Dear Brain:

You’ll have to excuse me, I’ve never anthropomorphized one of my own internal organs before. But lately, I feel like I have some things I want to talk with to you about. You and I have never really gotten along before. I’ll just call a spade a spade Okay? For a long time, you’ve done a really crappy job of helping me control my body. You have, don’t deny it. Do you understand how hard it is to walk with bent knees? and I don’t like that you make certain body parts shake for no reason whatsoever, or, that you haven’t let me straiten my arms since I was three, I don’t think its funny that you won’t let my legs walk. Or that you sometimes make my wheelchair run into walls, or, you won’t let me speak coherently, and those two times you made me he have to wear a body cast for two months were entirely unpleasant.

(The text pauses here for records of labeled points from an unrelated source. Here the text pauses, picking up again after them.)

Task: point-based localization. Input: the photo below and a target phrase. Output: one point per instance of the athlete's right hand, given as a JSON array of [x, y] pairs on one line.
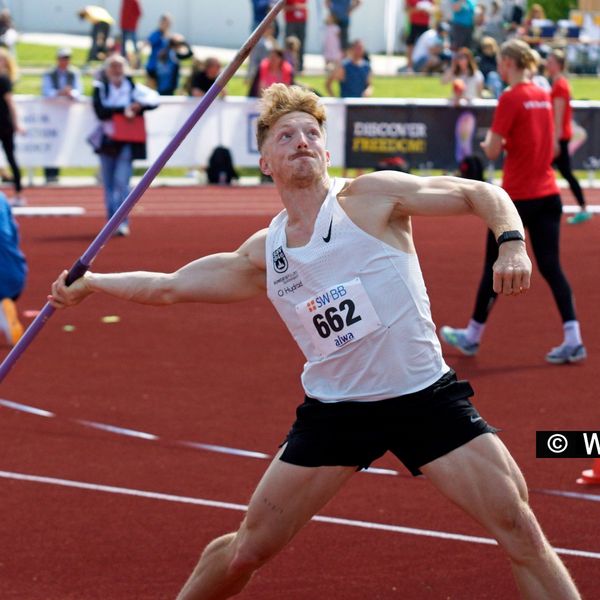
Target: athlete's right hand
[[63, 295], [512, 270]]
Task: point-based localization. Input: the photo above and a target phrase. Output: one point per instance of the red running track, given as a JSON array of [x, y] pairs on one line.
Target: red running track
[[228, 376]]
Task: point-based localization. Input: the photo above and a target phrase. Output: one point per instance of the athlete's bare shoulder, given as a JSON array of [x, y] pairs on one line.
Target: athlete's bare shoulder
[[254, 249], [381, 185]]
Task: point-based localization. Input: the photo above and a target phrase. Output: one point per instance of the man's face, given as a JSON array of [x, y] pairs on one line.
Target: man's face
[[357, 51], [294, 149], [115, 72], [552, 66]]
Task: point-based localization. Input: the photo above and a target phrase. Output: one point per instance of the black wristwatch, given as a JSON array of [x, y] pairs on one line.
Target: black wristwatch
[[509, 236]]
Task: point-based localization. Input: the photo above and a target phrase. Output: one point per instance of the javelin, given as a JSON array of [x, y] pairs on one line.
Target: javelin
[[83, 263]]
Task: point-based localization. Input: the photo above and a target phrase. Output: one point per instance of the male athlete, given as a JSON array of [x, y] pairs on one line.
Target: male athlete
[[340, 267]]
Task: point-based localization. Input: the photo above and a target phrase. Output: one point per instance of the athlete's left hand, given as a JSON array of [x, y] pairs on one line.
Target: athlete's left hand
[[512, 270]]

Nevertheless, I am a big enough person to admit, that I, on occasion, have wronged you. It was wrong for me to stick the glue-stick up my nose when I was three. I admit that, the teacher stopped me, no harm, no foul.
I’ll get down to it Mr. Brain. You are a very creative organ, really, I’m proud of you. Ever since we agreed to try this Writing thing, you have given me at least five different ideas for projects. I’m grateful. But I do have one request, could you not send me ideas when I am busy working on another idea? It presents me with a loss of focus which, is distracting. We may be able to add to the literary landscape, but only, if we work on one thing at a time. Have we got a deal?

Thanks very much for your efforts on my behalf.